UAE-based cryptocurrency exchange M2 suffered a loss of $13.7 million in digital assets due to a serious security breach.
The exchange said in a statement on November 1 that the incident occurred around 3:16 a.m. on October 31, and that although its team responded quickly to the attack, the breach still resulted in significant asset loss.
The exchange provided limited details about the breach, but blockchain security firm Cyvers said the theft occurred from three addresses on the Bitcoin, Ethereum, and Solana networks.
Cybers explained that he received approximately $3.7 million in USDT, $97 million in SHIB, and 1,378 ETH from a suspicious address. This address converted all of these assets to ETH, with an estimated loss of approximately $13 million. There are currently $10 million remaining on the Ethereum network.
However, M2 assured customers that the situation has been resolved and all affected funds have been fully restored. In the resolution, the company said its services are operating as usual and have been strengthened with enhanced security controls.
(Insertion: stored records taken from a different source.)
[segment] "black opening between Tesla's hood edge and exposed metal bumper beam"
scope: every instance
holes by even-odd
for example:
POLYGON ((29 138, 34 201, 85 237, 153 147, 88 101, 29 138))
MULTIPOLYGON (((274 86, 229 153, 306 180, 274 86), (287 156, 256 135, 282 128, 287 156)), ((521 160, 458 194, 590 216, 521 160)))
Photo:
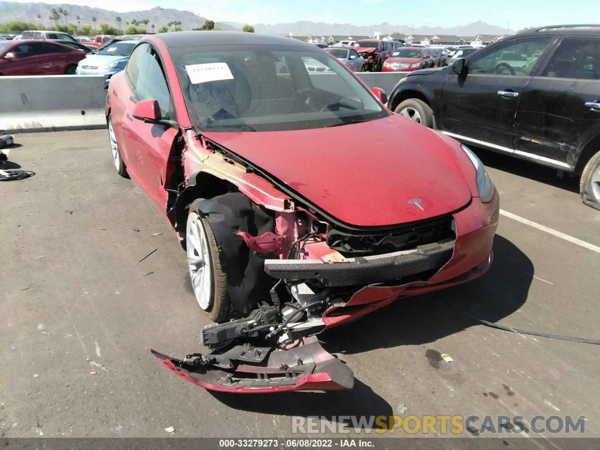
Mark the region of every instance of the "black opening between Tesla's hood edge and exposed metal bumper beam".
POLYGON ((453 222, 452 214, 448 214, 378 232, 343 232, 332 229, 327 234, 327 244, 345 257, 410 250, 419 245, 456 238, 453 222))

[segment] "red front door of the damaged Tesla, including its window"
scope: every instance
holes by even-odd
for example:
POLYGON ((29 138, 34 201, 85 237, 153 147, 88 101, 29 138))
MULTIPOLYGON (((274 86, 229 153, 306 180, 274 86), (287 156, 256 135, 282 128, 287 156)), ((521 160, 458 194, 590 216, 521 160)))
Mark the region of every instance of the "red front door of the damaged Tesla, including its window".
POLYGON ((169 155, 179 130, 166 125, 148 124, 133 115, 137 101, 157 100, 163 118, 175 119, 173 102, 160 60, 151 46, 142 44, 136 47, 131 54, 130 64, 132 62, 135 67, 131 67, 125 76, 129 78, 133 98, 123 101, 122 111, 115 112, 121 115, 119 133, 122 138, 118 142, 127 155, 127 159, 124 157, 127 172, 165 214, 167 192, 164 183, 169 155))

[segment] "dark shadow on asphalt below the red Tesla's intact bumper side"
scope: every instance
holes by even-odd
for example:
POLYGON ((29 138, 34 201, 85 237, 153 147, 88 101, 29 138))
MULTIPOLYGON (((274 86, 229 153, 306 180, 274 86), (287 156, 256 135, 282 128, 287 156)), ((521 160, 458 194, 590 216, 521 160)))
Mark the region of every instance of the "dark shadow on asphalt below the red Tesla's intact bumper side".
POLYGON ((483 277, 460 286, 398 298, 364 319, 320 335, 329 353, 420 345, 481 325, 498 322, 527 300, 533 263, 511 241, 494 237, 494 262, 483 277))

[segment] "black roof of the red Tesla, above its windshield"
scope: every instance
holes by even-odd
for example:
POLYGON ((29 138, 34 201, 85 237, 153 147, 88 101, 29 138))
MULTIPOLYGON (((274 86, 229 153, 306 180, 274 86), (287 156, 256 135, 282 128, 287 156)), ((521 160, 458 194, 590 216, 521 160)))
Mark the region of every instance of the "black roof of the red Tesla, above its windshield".
MULTIPOLYGON (((239 31, 178 31, 176 33, 159 33, 155 37, 164 42, 167 48, 192 45, 284 45, 287 47, 306 48, 311 44, 286 37, 266 34, 242 33, 239 31)), ((311 46, 314 48, 314 46, 311 46)))

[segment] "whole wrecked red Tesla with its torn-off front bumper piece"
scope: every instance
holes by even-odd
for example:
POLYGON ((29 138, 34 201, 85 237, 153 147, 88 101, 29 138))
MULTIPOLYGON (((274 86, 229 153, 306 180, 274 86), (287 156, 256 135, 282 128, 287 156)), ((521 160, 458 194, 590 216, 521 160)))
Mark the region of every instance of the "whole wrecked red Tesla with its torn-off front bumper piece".
POLYGON ((205 355, 152 351, 170 370, 218 391, 350 388, 316 334, 490 267, 487 170, 373 91, 315 46, 238 32, 148 36, 112 77, 116 170, 172 225, 215 322, 205 355))

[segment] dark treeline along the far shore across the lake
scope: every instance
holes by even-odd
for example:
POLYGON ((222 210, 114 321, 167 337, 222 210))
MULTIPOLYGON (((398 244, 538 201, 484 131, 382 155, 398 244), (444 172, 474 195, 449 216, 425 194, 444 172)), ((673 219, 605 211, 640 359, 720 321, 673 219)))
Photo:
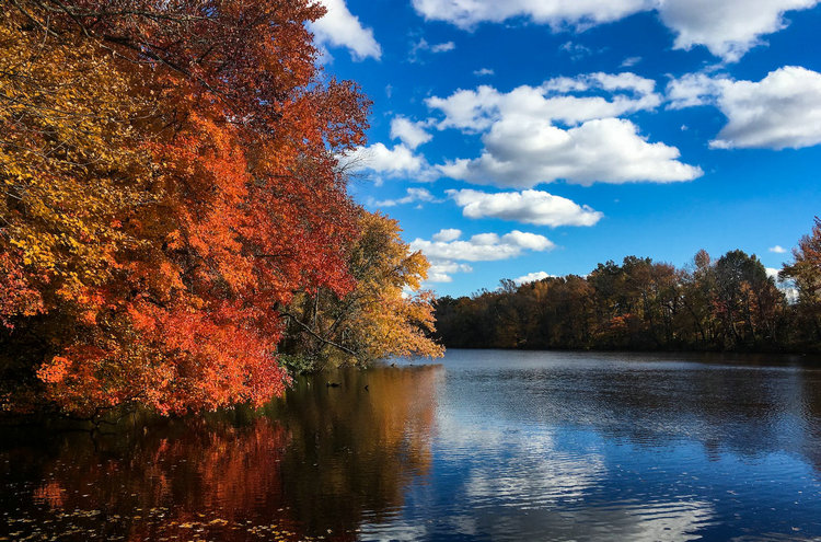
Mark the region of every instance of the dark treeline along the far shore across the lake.
POLYGON ((821 220, 779 278, 742 251, 701 251, 685 268, 628 256, 585 277, 441 298, 437 337, 454 348, 821 351, 821 220))

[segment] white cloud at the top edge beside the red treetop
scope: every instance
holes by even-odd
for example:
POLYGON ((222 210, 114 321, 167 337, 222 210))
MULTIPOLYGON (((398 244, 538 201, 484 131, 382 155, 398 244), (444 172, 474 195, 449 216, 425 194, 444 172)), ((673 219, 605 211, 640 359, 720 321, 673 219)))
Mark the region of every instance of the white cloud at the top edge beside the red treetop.
POLYGON ((381 58, 382 48, 373 38, 373 30, 362 27, 359 18, 350 13, 345 0, 320 0, 320 3, 327 13, 310 24, 317 44, 347 47, 356 60, 381 58))

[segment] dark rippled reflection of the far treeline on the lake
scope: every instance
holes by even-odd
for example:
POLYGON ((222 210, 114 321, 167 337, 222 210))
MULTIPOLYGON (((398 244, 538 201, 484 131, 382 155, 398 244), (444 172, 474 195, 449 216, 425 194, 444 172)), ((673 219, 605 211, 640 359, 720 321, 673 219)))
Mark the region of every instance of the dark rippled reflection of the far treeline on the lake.
POLYGON ((753 457, 819 441, 821 370, 655 357, 454 350, 449 407, 466 418, 493 408, 507 427, 587 427, 636 445, 684 439, 753 457))

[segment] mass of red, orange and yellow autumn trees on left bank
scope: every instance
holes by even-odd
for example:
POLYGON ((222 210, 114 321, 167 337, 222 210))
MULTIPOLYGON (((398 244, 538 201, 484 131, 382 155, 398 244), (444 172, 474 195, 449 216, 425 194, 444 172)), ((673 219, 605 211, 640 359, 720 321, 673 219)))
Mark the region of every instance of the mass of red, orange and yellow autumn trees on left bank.
POLYGON ((261 405, 441 355, 427 261, 348 194, 370 103, 316 61, 321 4, 0 5, 1 412, 261 405))

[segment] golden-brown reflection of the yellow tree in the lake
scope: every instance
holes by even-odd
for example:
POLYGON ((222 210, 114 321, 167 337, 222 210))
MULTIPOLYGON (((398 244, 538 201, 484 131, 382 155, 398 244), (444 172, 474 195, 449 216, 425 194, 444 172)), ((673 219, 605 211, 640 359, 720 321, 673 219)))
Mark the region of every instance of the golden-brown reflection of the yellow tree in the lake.
POLYGON ((351 531, 362 518, 396 514, 404 486, 430 465, 442 372, 420 366, 322 374, 271 405, 292 437, 284 491, 309 532, 351 531))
M2 also took full responsibility for any potential losses and emphasized its commitment to protecting its customers by cooperating closely with investigating authorities. It said:
“We are actively working with relevant legal and regulatory authorities to ensure this matter is dealt with thoroughly and appropriately.”
CEX exploits on the rise
Cybers commented. CryptoSlate This attack is part of a worrying trend of increasing cryptocurrency security breaches.
According to the company, cryptocurrency projects lost more than $2 billion due to hacks in the first three quarters of 2024 alone, surpassing all of 2023 and representing a 72% year-over-year increase.
Cybers noted that security incidents have surged nearly 1,000% year over year on centralized finance (CeFi) platforms, while losses have decreased by 25% on DeFi platforms. However, due to the complexity of smart contracts and protocols, they are still at risk.
This led the company to recommend that cryptocurrency projects implement robust security measures, including advanced access controls, AI-based real-time monitoring, regular audits, threat detection systems, and clear incident response plans.